Basta escutar dois discursos de Barack Obama para sentir que algo de muito diferente emana do candidato-sensação. Não é apenas da idade, não vem do aspecto cool, do recorrente apelo à mudança (que entretanto virou palavra-chave de quase todas as campanhas). Vem das palavras. Não apenas das que diz. Mas de como as diz. O seu discurso é estruturado com uma cadência ritmada (com eventual raiz na tradição, festiva, dos pregadores das igrejas de comunidades negras americanas).

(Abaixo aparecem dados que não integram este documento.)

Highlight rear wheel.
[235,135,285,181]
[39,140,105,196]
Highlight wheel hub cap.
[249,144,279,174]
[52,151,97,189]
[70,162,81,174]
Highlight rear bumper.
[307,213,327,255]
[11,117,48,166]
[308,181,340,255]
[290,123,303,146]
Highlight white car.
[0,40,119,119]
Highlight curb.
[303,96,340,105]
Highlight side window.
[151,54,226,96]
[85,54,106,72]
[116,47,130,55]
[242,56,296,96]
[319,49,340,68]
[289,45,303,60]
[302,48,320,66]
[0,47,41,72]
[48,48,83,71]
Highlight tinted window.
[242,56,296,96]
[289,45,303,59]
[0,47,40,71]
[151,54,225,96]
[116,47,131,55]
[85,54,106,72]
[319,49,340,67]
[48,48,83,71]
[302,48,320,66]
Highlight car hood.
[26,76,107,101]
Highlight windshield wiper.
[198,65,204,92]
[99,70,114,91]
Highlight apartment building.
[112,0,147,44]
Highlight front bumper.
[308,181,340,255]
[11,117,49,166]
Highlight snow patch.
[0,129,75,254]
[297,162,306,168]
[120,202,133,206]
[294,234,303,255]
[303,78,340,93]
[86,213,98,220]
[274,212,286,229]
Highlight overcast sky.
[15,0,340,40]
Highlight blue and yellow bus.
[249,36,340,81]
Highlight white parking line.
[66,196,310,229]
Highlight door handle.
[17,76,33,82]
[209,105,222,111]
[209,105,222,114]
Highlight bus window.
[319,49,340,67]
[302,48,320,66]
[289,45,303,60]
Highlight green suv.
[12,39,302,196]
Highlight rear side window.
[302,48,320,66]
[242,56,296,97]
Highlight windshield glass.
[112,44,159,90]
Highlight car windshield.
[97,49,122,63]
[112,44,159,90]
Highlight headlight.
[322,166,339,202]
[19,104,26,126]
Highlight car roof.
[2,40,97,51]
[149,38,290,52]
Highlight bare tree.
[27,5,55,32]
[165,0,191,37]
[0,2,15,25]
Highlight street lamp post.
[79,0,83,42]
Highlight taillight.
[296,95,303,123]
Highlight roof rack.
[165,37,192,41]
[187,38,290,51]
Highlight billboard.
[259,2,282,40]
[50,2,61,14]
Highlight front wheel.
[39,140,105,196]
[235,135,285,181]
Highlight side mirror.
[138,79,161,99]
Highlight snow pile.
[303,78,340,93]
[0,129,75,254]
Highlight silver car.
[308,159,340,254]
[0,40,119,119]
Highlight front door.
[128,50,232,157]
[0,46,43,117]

Obama é uma figura que inspira, à partida, simpatia. Com a sua voz bem timbrada, afro-americana q.b., a lembrar os grandes cantores de jazz e os heróis dos direitos cívicos, empolga uma parte da América que está farta da Wall Street e K. Street (a rua das firmas de lobby em Washington D.C.).
H. Clinton é fria, calculadora, não dá ponto sem nó. Tem a “experiência” e mostrou que sabe o que é a razão política – sacrificou à sua carreira e à do marido muita coisa. É o estilo oposto – o da carreira escolhida, galgada por cima do que for preciso, dura, fria, realista. Com mérito, a seu modo.

Dois candidatos democratas dois estilos.

Obama era totalmente um desconhecido, hoje é um forte candidato a Presidente do EUA, as suas origens vêm do Quénia, uma família pobre. Caso vença e seja o candidato do Partido Democrata fará história no mundo, porque trás uma força nova e positiva.

H. Clinton é mais do mesmo, uma política cheia de cinismo, e de hipocrisia, e falta-lhe o respeito próprio, ao ter ao seu lado o marido ex-presidente que envergonhou a América, mentiu sob a sua palavra de honra a uma comissão de inquérito do Congresso.

Vamos ver o que a América escolhe. O que vençer a América será a merecedora desse facto para o Bem e para o Mal.